At Garmin, which focuses on fitness and outdoor users, shipments increased 5% to 2.5 million. While sales of more basic devices have generally slipped, Garmin (GRMN) got a boost from both its lesser line of Vivo branded fitness trackers and its more expensive Fenix-branded smartwatches in the quarter.
Fossil Group (FOSL), the fashion watch maker, didn’t have a particularly strong fourth quarter, but ended the year as the fifth-ranked wearables seller on the strength of its line that runs Google’s (GOOGL) Android Wear software. Shipments rose 133% for the year. It’s stock has been the opposite of Fitbit, nearly doubling in price on February 14 after it reported much better than expected sales.

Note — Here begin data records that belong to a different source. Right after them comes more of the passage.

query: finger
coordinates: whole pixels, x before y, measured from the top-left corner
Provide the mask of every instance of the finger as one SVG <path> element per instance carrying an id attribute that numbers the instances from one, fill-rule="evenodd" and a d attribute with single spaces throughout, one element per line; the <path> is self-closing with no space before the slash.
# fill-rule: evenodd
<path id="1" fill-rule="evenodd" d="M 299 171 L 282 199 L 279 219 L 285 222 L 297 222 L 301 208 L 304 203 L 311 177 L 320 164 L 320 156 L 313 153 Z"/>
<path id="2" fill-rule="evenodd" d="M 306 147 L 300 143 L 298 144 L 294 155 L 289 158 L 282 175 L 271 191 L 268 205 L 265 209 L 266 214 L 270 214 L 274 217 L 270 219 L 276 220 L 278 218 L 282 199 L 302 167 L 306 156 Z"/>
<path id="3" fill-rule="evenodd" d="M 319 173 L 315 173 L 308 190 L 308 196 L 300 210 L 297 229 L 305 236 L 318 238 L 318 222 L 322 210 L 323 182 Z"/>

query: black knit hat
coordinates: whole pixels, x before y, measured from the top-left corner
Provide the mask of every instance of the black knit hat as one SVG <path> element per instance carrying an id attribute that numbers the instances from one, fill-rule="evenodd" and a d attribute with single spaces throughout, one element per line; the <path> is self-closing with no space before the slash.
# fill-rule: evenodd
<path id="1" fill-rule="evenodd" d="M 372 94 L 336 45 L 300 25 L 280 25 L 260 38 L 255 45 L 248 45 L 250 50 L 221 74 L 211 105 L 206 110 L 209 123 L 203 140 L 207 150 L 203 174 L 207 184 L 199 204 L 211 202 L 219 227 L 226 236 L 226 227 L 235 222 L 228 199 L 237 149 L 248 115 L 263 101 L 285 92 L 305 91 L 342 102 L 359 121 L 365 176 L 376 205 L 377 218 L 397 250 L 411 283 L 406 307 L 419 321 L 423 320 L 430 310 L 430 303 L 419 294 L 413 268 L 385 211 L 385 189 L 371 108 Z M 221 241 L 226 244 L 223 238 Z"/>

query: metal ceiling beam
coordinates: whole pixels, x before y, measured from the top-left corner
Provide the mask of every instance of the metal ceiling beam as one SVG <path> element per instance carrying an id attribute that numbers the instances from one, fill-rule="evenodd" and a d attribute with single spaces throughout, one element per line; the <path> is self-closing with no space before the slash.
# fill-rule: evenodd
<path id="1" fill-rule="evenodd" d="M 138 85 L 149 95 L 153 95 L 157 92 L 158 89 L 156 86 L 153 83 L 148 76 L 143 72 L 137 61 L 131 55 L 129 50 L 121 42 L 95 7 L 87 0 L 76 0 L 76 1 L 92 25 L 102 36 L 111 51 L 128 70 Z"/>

But all of the turmoil masked a market that is evolving and heading for stronger growth ahead, IDC analyst Llamas noted. Many vendors, including TomTom (TMOAY), Intel (INTC), and Jawbone, have dropped out while new brands like Fossil have dived in.
“The remaining vendors – including multiple start-ups – have not only replaced (those that dropped out), but with devices, features, and services that have helped make wearables more integral in people’s lives,” Llamas wrote. “Going forward, the next generation of wearables will make the ones we saw as recently as 2016 look quaint.”